3. Be regular to eat rice, potatoes and banana. These foods really increase the weight.
4. Always eat something sweet after each meal. The glucose and the fructose increase the storage power and consequently the weight is increased.
5. Always keep a jar of honey on the dining table. Take a spoon of honey after every meal. The honey does its best to let the stomach absorb the most of your food.
6. Use one spoon of “Husk of Ispaghole” after each dinner. This single thing can make your weight double if all other things go straight.
7. The water is best to drink during the meal. But for gaining weight, the maximum water should be taken after finishing the meal. It stops the food for maximum time to be absorbed. There is a specific water taking plan to increase or decrease the weight and needs a separate article. I will try to make this one too.
8. Always eat in the earliest times. Take the breakfast early in the morning. Have the lunch before noon and eat the dinner before night. It will make you able to eat something additional during internal time gaps.
9. Eat some fruits, milk and heavy fruit juices like mango or banana after noon and late night.
10. Take 1/2 liter milk in the breakfast and 1 liter of it before sleeping.
11. In the summer season mix up the 1/4 kg yogurt, 1/4 liter milk 2 spoons sugar and enough quantity of crushed ice. Shake it well and drink in the breakfast.
12. Make the peppermint a main ingredient of your cooked foods. It eliminates the chances of overeating phenomena.
13. Always keep noting that what effects good on your weight and what does bad. If you gained the weight in the previous month, then think!

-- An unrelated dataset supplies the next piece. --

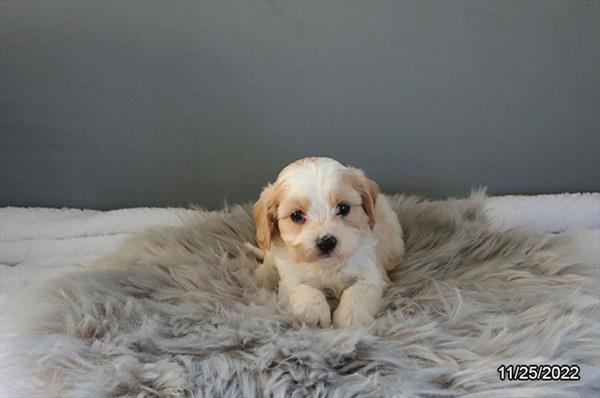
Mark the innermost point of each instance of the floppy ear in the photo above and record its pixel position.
(265, 216)
(368, 190)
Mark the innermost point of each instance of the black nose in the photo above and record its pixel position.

- What have you been eating and doing?
- what you have been not eating and not doing?
- Simply increase the foods and activities which remained best for your weight.
Some necessary Activities to Gain Weight
1. Never walk too long after having meal. But take at least 40 steps of walking. Take about one hour rest after lunch. This one is must.
2. Avoid the tooth paste. Use the twig of the KEEKAR daily instead of paste.
3. Take at least 15 minutes rest after every eating. Never eat in the walking or standing positions.
4. While walking, let your belly move fast. It will digest the food fast and prepare you for the next meal.
You are to be Consistent to Gain Weight.
You should keep in mind that the food is not a medicine which will show results in minutes. The food makes you weighty just in case that you remain consistent to special foods. If you eat good foods just for few days it will not work well but just a few ounce increases. You will have to do it for months and once it is achieved, then try to keep it.
The second thing is that the weight gained from food is much better than that of from supplement. It will make your health glowing. It will make you fresh, healthy and energetic.
You can ask any question in the comment box here. May you live a healthy life!